Metadata-Version: 2.1
Name: corsid
Version: 0.1.0
Summary: Core Sequence Identifier
Home-page: http://github.com/elkebir-group/CORSID 
Author: Chuanyi Zhang
Author-email: chuanyi5@illinois.edu
License: MIT
Platform: UNKNOWN
Requires-Python: >=3.7
Description-Content-Type: text/markdown
License-File: LICENSE

# CORSID

CORSID is a computational tool to simultaneously identifying TRS sites and gene locations in unannotated coronavirus genomes.
We also provide another tool CORSID-A that only identifies TRS sites given annotated genes.
Given an genome (optionally with their annotation), CORSID(-A) will find the TRS alignment and the core sequence.

The data and results can be found in the repo [CORSID-data](https://github.com/elkebir-group/CORSID-data). The visualized results of our tool applied to 468 coronavirus genomes can be found in [CORSID-viz](https://elkebir-group.github.io/CORSID-viz/).
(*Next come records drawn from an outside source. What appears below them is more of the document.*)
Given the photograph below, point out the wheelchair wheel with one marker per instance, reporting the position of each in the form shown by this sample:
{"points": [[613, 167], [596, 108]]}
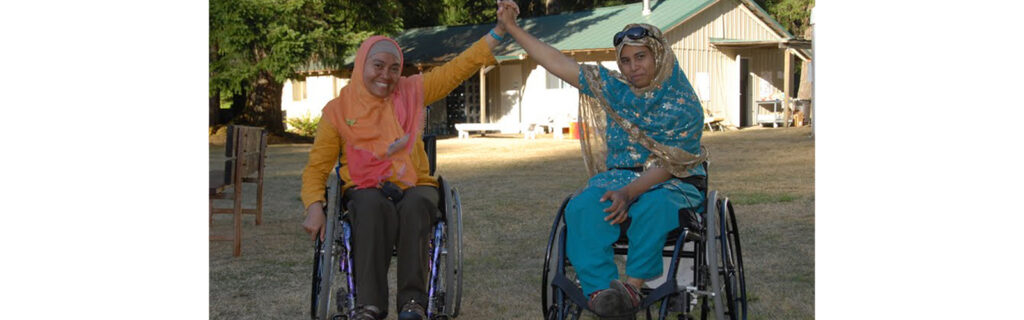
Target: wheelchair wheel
{"points": [[732, 262], [713, 255], [551, 256], [328, 296], [453, 260]]}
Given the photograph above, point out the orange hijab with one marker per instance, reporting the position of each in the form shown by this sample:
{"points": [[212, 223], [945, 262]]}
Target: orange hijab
{"points": [[369, 125]]}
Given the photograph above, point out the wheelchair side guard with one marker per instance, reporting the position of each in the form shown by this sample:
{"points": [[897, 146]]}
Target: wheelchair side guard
{"points": [[547, 279], [713, 253], [732, 267], [452, 209]]}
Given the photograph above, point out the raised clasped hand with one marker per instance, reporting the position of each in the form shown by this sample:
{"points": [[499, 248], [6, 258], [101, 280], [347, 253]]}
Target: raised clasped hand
{"points": [[507, 12]]}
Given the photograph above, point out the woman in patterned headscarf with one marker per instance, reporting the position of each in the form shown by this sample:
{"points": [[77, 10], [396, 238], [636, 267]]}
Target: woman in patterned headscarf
{"points": [[641, 146], [376, 125]]}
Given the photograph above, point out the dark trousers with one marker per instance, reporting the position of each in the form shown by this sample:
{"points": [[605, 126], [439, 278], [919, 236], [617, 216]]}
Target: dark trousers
{"points": [[379, 226]]}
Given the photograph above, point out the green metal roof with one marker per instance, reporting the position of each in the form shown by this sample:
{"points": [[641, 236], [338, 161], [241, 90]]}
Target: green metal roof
{"points": [[588, 30], [573, 31]]}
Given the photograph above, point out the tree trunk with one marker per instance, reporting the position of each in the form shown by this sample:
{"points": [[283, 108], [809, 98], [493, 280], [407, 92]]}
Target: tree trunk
{"points": [[263, 105], [214, 108]]}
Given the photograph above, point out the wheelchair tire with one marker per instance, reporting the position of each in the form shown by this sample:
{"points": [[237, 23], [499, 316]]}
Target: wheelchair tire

![Figure](doc/overview.png)

## Contents

  1. [Pre-requisites](#pre-requisites)
  2. [Installation](#install)
      * [Using conda](#conda) (recommended)
      * [Using pip](#pip) (alternative)
  3. [Usage instructions](#usage)
      * [I/O formates](#io)
      * [Conda/compiled usage](#conda-usage)
      * [Docker usage](#docker-usage)

<a name="pre-requisites"></a>

## Pre-requisites
+ python3 (>=3.7)
+ [numpy](https://numpy.org/doc/)
+ [pysam](https://pysam.readthedocs.io/en/latest/)
+ [pandas](https://pandas.pydata.org/pandas-docs/stable/index.html)
+ [pytablewriter](https://pytablewriter.readthedocs.io/en/latest/)
+ (optional for simulation pipeline) [snakemake (>=5.2.0)](https://snakemake.readthedocs.io)

<a name="install"></a>

## Installation

<a name="conda"></a>

### Using conda (recommended)

1. Create a new conda environment named "corsid" and install dependencies:

   ```bash
   conda create -n corsid
   ```

2. Then activate the created environment: `conda activate corsid`.
3. Install the package into current environment "corsid":

    ```bash
    conda install -c bioconda corsid
    ```

<a name="pip"></a>

### Using pip (alternative)

We recommend installing in a virtual environment, as decribed in step 1 and 2 in the previous section.
Use `pip` to install the package:

```bash
pip install corsid
```

<a name="usage"></a>

## Usage instructions

<a name="io"></a>

### I/O formats

CORSID takes a **FASTA file** containing the complete genome as input. Optionally it also takes an **annotation file (GFF format)** to validate the identified genes.

CORSID-A takes a **FASTA file and an annotation file (GFF format)** as input. It will find candidate regions for each gene given the annotation file, and run CORSID-A on candidate regions.

The output is an JSON file containing sorted solutions and auxilary information. This file can be used as the input to the visualization webapp (**link**).
The program also outputs to the standard output, where it shows tables of solutions and visualization of TRS alignment.